Plantations et soins
L'Asplenium trichomanes apprécie les sols très bien drainés, riches en cailloux, qui ne retiennent pas l'eau. Cette fougère pousse spontanément dans très peu de terre, par exemple dans une poche de terreau entre les pierres d'un mur, dans une rocaille, au-dessus d'un muret. Elle supporte le soleil dans les régions fraîches, ailleurs, l’ombre ou la mi-ombre lui sont absolument nécessaires : plus on va vers le sud, et plus elle recherche les expositions au Nord. Notons qu'elle supporte bien les sols calcaires et secs en été.

Des racines prolifères. Tiges dressées, non ramifiées ; écailles noircies dans tout, linéaires, 0,9-1.1 × 0,2--0,3 mm, marges entières. Feuilles dimorphiques ; feuilles stériles courtes avec de petits pennés bondés ; feuilles fertiles 9--20 cm avec des pennés longs et largement espacés. Pétiole vert pâle sauf foncé proximalement, terne, (1--)4--6(--10) cm, 1/5--1/2 longueur de lame ; induction absente. Lame linéaire, 1-pinnate, 3--10(--15) × 1--2,5 cm, Paper, légèrement glandulaire ; base non effilée ; apex avec pinne terminal allongé de taille similaire à sous-tendant les pennés latéraux, pas l'enracinement. Rachis vert tout au long, terne, glamour.
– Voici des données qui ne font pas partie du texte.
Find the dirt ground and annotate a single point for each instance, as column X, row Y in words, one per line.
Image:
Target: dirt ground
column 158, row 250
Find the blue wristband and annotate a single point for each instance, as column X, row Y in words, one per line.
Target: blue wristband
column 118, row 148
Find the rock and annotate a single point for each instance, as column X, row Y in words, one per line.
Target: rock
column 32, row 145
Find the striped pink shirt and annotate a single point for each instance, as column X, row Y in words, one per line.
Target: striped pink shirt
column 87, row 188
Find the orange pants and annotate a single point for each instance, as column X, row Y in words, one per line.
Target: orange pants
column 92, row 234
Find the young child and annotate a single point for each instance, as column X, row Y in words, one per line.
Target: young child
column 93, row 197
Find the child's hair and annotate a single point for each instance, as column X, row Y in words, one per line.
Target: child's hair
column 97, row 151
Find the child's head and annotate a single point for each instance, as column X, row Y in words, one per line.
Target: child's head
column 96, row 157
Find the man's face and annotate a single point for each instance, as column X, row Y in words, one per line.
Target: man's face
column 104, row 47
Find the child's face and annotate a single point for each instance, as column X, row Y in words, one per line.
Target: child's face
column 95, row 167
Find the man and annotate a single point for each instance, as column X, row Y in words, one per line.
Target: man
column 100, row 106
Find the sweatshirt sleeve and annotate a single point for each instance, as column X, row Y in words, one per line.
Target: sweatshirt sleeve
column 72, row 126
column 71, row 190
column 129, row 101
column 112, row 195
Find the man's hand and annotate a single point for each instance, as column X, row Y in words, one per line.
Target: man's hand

Pinne par paires 5--8(--12), ovale, fortement asymétrique, lanceolate ; pinne médial 3--11 × (2--)4--6 mm ; base aiguë ; marges crénate-dentata ; apex tronquâtes. Veines libres, un peu évidentes. Sori (1--)2--5(-8), principalement du côté acroscopique. Spores 64 par sporangium. 2 n = 108.
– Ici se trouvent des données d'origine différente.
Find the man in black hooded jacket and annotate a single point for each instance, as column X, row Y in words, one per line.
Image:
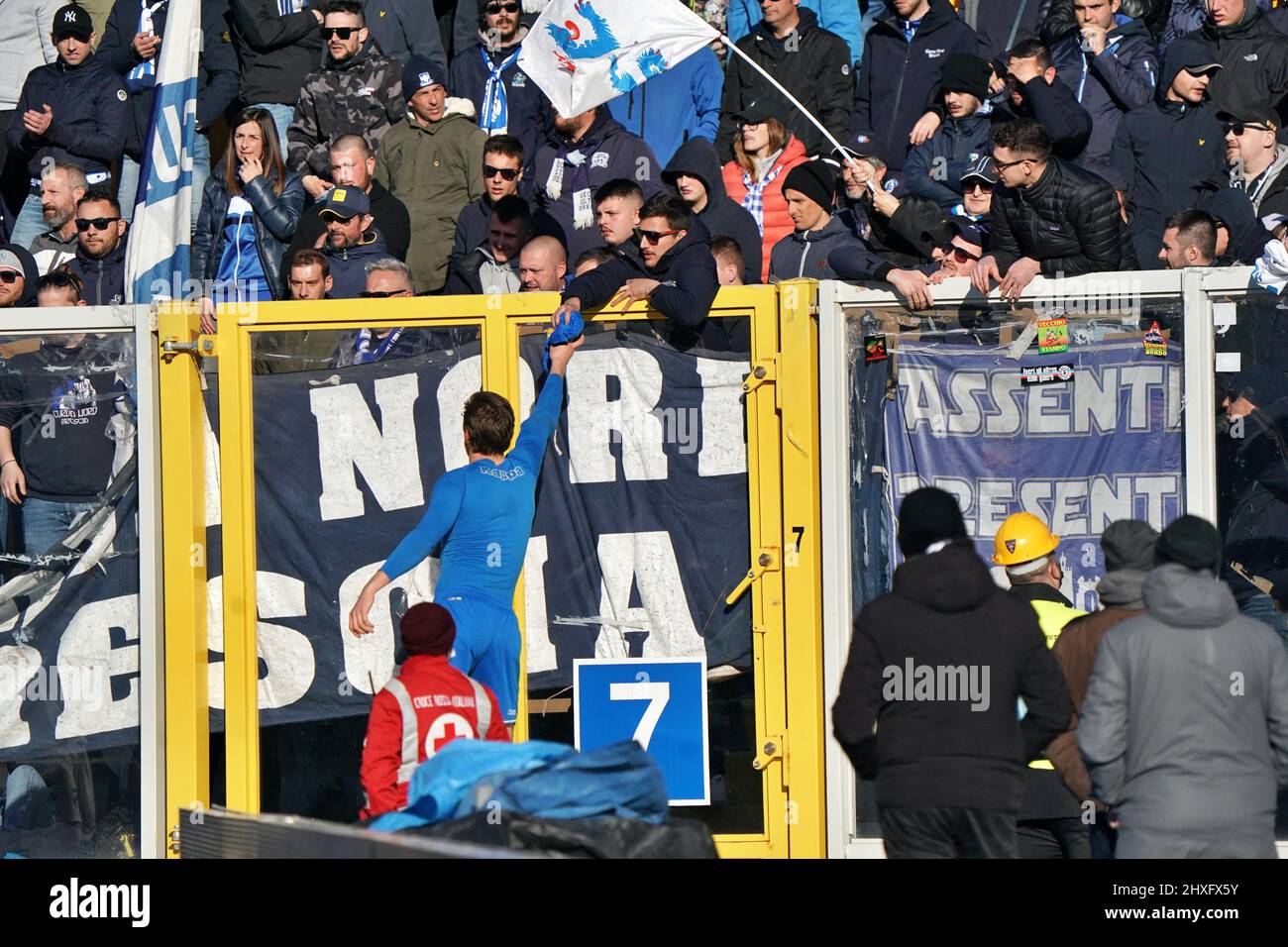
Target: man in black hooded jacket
column 673, row 268
column 900, row 72
column 695, row 172
column 948, row 759
column 1164, row 151
column 1252, row 52
column 809, row 62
Rhizome petit, en érection, principalement de 2-4 mm d'épaisseur, le sommet vêtu d'une touffe de noirâtre, de clathrate, d'écailles d'atténuation de la lance de 1 à 3 mm de long. Fonds plutôt peu, généralement un peu dimorphiques, les stériles plus courtes, souvent en écartant et formant une rosette lâche, les fertiles centrales, dressées, et généralement légèrement à beaucoup plus longues que les stériles, 5-25 cm de long; stipes verdâtres ou brunâtres pâles, 1-15 cm de long, légèrement marginaux, portant au début quelques écailles de caduque, sombres et clathrates comme celles du rhizome, et presque toujours Lames linéaires à étroitement oblongues, typiquement 1,5-2,7 cm de large, non prolifères; rachis quelque peu aplaties et ailées de justesse; pennée 5-12 paires, oblong à sous-trapéziforme, contigu à largement espacées, au moins les inférieures à court-traînées, inéquilatérales à la base cunéiforme ou excavé, subaigu obtus, ou arrondies à sommet, les marges Sori jusqu'à environ sept par pinne, elliptique à linéaire, de 2-6 mm de long, rarement diplazioïde; brun clair Indusium ou jaunâtre, la marge légèrement éros ou entière.
Distribution
Distribution générale. Southem Florida, Bahamas, Grandes Antilles, Yucatan, Belize, Honduras, Colombie et Venezuela. Une forme étroitement liée et monomorphe se produit dans les Petites Antilles et Trinidad ; cela a été nommé A. barbadense Jenman. Distribution à Porto Rico. D'une très large chance, sauf vers l'extrémité est de l’île ; enregistré de Aguadilla, Aguas Buenas, Arecibo, Bayamon, Cabo Rojo, Cataiio, Cayey, Ciales, Corozal, Florida, Guaynabo, Hatillo, Isabello, Juana Diaz, Lares, Loiza, Mayagñez, Penuelas, Ponce, Quebradillas, San Juan, Utuado. Habitat. Sur les rochers ombragés humides, les rebords, et parfois les crevasses de vieux murs de pierre, principalement sur le calcaire mais aussi survenant sur des roches non calcaires, à basse altitude au milieu (10-400 m), fréquentes ou courantes.